The wrong thing to do is to start asking “What does the field stand for?” Instead, start by thinking about the story. A man finds a treasure in a field, a field that does not belong to him. If he takes the treasure out, then it will become known where he got it, and the treasure would belong to whomever owns the field. So he shrewdly puts the treasure back in the field. He knows it’s there, however; although it costs him everything he has, he gladly pays the price to acquire the field, because that way the ownership of the treasure will go to him. Now, normally, selling everything you have in the world to buy an empty field would not be considered shrewd; it would be proof of mental incompetence. Anyone observing the man would have to think he was totally nuts: He lost everything; now he can spend the rest of his life lying around in the dirt and the mud in his field. But when the man looks at the field, he sees something very different: That field is just the big, dirty wrapping around a wonderful present. In losing everything to get the field, he is actually becoming rich beyond his wildest dreams; he knows he is losing nothing.

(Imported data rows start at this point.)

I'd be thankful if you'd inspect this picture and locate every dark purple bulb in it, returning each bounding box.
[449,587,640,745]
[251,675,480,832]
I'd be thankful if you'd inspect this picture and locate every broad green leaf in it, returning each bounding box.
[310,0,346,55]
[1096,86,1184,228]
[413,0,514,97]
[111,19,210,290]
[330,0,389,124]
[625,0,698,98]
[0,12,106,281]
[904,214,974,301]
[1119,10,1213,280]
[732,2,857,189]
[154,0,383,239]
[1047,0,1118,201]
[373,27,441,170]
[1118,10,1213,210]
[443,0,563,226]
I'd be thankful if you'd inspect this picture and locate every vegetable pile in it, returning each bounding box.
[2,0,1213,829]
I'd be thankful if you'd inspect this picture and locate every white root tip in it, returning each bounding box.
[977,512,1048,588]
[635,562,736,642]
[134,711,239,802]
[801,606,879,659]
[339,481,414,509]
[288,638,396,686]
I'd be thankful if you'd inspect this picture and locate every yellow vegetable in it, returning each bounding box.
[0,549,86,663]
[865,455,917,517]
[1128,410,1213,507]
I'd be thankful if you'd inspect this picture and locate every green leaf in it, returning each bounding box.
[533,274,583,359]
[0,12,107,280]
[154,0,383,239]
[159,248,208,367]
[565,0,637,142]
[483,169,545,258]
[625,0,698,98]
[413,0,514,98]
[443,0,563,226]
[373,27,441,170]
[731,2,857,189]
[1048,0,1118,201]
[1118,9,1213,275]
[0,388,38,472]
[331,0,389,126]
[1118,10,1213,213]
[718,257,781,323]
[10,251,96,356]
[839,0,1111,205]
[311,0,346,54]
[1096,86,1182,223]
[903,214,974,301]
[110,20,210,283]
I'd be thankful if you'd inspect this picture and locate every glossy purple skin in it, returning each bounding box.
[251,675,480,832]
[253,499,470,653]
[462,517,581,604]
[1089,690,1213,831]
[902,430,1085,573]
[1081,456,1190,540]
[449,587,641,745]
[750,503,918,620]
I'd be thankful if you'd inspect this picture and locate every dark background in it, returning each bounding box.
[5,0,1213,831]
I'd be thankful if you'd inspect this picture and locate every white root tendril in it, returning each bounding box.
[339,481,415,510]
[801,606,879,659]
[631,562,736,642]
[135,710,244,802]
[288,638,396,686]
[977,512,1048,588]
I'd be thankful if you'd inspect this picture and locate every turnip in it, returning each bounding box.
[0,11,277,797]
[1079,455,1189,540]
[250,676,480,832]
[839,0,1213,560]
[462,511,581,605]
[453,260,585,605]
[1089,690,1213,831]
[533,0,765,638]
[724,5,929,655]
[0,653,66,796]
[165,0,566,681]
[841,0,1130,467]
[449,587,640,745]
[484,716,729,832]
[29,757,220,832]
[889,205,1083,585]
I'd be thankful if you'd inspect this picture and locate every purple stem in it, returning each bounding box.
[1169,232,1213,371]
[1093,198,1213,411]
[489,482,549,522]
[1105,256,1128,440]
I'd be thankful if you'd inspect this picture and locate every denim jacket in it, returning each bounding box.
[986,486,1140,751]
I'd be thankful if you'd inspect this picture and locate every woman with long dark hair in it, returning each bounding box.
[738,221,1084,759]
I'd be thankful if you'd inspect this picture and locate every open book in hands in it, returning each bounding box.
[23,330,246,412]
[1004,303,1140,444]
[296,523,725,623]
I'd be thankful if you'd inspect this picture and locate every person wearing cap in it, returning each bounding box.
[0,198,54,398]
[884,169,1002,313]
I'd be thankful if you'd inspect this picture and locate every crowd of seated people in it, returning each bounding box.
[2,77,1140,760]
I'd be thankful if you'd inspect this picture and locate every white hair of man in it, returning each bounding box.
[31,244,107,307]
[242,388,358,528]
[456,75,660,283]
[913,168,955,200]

Jesus is telling us the kingdom of heaven is like that treasure in a field. People expected the kingdom would come immediately, with a power and glory obvious to even the dullest eye; in contrast to that expectation, Jesus is saying the kingdom is coming in a form that could easily be overlooked. The kingdom is, in fact, a treasure beyond counting, but most people see only the dirty field. Those with eyes to see and ears to hear will find the treasure hidden in the field, and they will rejoice over it. The more they come to understand the value of that treasure, the less valuable the things of this world will seem to them. What does this world have to offer that even approaches the value of an eternal life of righteousness, finally freed from the corruption and stain of sin? We know, if we had to lose everything to gain that treasure, we would in fact be losing nothing. But to the world around us we are fools. We are losing our chance to grab for the gusto, and we are gaining nothing for all our loss. Only time will tell who was truly the fool.

Analogies are among the most potent tools for communication in all of human language. Often nothing gets the point across as well as saying, “Well, it’s like . . .” Human knowledge grows by moving from what we do understand to what we don’t understand. The person who gives an analogy is a trailblazer; he’s up ahead, with a knowledge of the terrain that those behind can’t yet share. But he can give them a feel for the land by describing it in terms of what they already know: “Well, you’ll find there’s a ditch to jump, but heck, it’s no bigger than that one back at Miller’s Crossing.” Jesus is our trailblazer; He’s been where we are going. To help us understand what’s ahead, He created some of the most profound and beautiful analogies ever heard. They are like seeds themselves, which expand in the mind when watered. To know why the widow kept going back to that judge, why the steward shrewdly changed his master’s accounts, why the pearl merchant sold everything he had is to know something of the mind of God Himself.